With a concerted effort, we could gradually build OpenOffice input filters for these obsolete document types, thus brining them into the preservable digital world. And this is an effort that could bring in that extraordinary community of enthusiasts who do so much to build document converters and other kinds of software, so much ignored by the digital preservation community!


  1. would be OK for some migration, but just because it claims support for all those formats does NOT mean that it supports them all properly.

    Take Writer reading Microsoft Word files. You can import documents but lots of things get messed up (particularly the interaction between lists and styles). Writer also dumps a lot of Word's field codes.

    One to the key things we try to do with our authors is teach them to use features that ARE supported across applications, and to work in such a way that we can render their documents as HTML, which is pretty preservation-friendly. ICE project:

    Trying to support ad hoc use of any-old tool is never going to work 100%, the challenge is to show authors how they can work in a way that will help preserve their work better by making it easier and more palatable than what they do now.

  2. Peter, I absolutely agree with your last paragraph. However, this is always an uphill struggle, and while some will produce better documents that are more easy to preserve, many others will produce horrible documents that are important to preserve, so we just have to live with them!

    I also agree to a point with your first comments. On whether the "migration" currently in OpenOffice is bad... well, if we care enough about this in a open source world, we should do things to make it better. OS ought to improve over time... and remember that time is something that digital preservers do have!

    I'm not at all sure however, that I regard dumping field codes as a problem from a digital preservation point of view. Are they long term significant properties?

  3. i really like the "oo as platform" idea, because collecting all the conversion/migration efforts would definitely help.

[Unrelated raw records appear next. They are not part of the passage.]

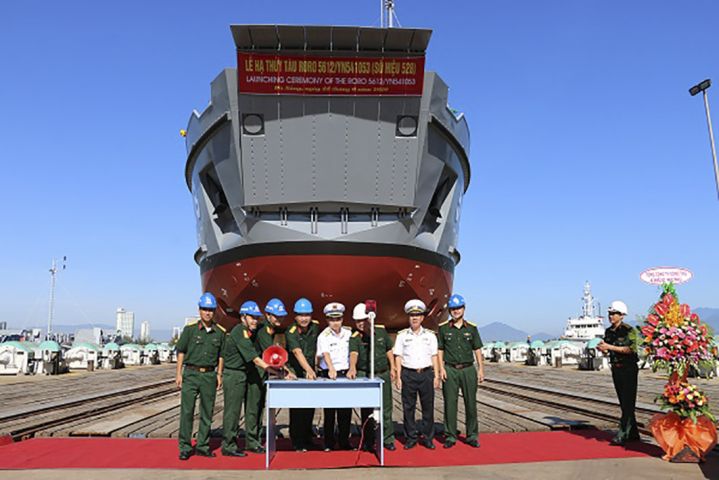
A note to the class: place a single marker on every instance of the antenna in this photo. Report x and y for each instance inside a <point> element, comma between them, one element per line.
<point>387,15</point>
<point>51,309</point>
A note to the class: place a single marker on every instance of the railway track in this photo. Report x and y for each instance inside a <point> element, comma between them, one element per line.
<point>24,423</point>
<point>605,409</point>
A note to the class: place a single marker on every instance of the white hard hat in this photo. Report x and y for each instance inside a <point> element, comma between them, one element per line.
<point>618,306</point>
<point>415,306</point>
<point>334,310</point>
<point>360,312</point>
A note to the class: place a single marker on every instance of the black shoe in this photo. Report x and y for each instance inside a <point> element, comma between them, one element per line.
<point>617,442</point>
<point>236,453</point>
<point>200,453</point>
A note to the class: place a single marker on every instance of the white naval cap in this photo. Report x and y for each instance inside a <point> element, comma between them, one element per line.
<point>360,312</point>
<point>334,310</point>
<point>415,306</point>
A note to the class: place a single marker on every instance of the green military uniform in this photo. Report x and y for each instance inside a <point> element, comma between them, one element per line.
<point>301,418</point>
<point>242,384</point>
<point>458,346</point>
<point>202,348</point>
<point>360,343</point>
<point>624,375</point>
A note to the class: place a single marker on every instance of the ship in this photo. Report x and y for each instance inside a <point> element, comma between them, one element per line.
<point>588,325</point>
<point>329,165</point>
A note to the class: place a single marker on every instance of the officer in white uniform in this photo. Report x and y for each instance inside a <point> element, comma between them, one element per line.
<point>333,348</point>
<point>418,370</point>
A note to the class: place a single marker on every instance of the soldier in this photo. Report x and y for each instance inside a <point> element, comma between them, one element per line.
<point>333,350</point>
<point>302,345</point>
<point>620,341</point>
<point>459,344</point>
<point>417,374</point>
<point>198,349</point>
<point>243,383</point>
<point>384,368</point>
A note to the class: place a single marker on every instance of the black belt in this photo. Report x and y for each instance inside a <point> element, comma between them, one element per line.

    the project i work in (livingreviews) deals a lot with latex input, but wants to venture into the non-latex world as well. having a limited tool zoo to support would help tremendously.

    just to a look at ice, too. which seems an interesting option for our users. although i'd be happier, if the conversion tool chain would have a single shared intermediate format (preferrably odf). don't know if this is the case with ice presently.

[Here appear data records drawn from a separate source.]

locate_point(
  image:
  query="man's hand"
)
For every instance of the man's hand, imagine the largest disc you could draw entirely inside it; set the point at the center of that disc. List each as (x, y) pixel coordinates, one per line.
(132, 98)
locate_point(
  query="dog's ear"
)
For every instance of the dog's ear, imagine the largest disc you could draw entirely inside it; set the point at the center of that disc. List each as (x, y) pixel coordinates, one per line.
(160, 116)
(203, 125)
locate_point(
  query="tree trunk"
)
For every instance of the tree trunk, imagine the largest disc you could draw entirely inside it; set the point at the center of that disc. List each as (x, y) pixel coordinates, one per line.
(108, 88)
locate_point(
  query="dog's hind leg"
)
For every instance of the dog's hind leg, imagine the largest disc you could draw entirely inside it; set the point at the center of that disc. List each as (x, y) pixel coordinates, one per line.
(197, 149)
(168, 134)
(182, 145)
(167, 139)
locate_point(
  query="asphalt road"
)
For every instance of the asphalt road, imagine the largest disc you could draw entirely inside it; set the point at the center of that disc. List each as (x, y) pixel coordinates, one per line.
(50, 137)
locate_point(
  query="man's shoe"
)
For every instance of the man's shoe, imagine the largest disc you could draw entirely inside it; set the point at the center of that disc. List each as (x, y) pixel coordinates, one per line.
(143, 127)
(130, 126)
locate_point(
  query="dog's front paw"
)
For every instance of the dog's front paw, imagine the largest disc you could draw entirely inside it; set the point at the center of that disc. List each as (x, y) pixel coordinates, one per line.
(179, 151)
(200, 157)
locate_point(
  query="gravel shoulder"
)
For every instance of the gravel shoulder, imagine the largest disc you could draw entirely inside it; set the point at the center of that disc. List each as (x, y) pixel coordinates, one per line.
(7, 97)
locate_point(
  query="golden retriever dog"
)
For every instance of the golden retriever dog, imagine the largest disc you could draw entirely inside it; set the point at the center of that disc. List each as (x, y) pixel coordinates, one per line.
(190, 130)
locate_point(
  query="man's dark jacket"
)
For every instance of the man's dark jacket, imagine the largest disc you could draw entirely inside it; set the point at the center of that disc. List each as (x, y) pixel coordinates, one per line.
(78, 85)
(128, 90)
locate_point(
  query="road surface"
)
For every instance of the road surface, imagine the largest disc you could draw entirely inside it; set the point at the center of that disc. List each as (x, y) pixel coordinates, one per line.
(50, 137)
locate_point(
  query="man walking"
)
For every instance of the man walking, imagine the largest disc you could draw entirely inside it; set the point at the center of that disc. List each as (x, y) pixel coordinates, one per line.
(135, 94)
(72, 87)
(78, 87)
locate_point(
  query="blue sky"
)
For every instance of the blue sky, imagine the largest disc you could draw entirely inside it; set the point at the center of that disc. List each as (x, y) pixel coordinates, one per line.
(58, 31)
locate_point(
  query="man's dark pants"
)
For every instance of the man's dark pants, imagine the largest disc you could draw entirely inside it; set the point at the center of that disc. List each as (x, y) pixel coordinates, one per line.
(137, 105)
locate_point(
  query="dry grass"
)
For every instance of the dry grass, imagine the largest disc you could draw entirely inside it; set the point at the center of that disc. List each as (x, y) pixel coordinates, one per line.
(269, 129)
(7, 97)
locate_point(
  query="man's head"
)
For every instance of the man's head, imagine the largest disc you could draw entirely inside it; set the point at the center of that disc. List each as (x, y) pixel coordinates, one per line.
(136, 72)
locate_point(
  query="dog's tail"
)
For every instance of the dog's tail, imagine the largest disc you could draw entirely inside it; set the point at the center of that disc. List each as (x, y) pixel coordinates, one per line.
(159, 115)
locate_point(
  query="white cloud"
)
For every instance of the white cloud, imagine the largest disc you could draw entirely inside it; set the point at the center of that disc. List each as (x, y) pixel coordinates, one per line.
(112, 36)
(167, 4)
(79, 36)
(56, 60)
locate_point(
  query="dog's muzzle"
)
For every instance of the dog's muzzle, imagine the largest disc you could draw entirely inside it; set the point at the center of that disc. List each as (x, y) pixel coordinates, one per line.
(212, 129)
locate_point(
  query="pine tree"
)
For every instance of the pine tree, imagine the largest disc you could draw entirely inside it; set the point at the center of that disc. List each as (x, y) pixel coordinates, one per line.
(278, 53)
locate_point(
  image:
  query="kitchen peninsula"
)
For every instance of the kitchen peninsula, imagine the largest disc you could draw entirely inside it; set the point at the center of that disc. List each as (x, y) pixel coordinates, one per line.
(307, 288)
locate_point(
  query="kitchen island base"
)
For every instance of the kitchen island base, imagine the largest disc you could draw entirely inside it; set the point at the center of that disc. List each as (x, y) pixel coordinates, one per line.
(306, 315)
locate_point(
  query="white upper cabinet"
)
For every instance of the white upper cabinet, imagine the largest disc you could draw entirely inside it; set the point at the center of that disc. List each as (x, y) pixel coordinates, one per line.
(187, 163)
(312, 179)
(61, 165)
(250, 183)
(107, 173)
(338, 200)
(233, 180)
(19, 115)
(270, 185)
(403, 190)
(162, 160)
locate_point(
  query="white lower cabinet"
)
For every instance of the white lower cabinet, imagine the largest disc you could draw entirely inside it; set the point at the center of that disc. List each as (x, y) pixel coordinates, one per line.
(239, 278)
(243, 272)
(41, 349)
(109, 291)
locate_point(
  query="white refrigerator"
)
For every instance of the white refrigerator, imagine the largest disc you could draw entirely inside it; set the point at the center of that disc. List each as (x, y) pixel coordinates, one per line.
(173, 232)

  4. I agree on the usefulness of OpenOffice. I tested OpenOffice for its pdf/a output which is quite good, though I found the new addin for Microsoft Office somewhat superior on some points (all concerned with tagging).

    Two things strike me about this discussion:

    - It is not necessary to choose between either migration or emulation. I am working on Migration, but I think there is no way that migration is able to reproduce the original user experience of a document like emulation can. On the other hand emulation has disadvantages (you have to have access to the original software and be able to use it).
    Both are imperfect and a good strategy will combine them. In fact they can mutually support each other (migrated file for ready access, emulation for reproducing the "historical sensation").

    - Migration on request is not a solution in itself. Think of how many obsolete file formats we have to support in 100 years and how many tools we built have become useless, because they convert from an obsolete format to another obsolete format. You need some extensive normalisation to implement migration on request.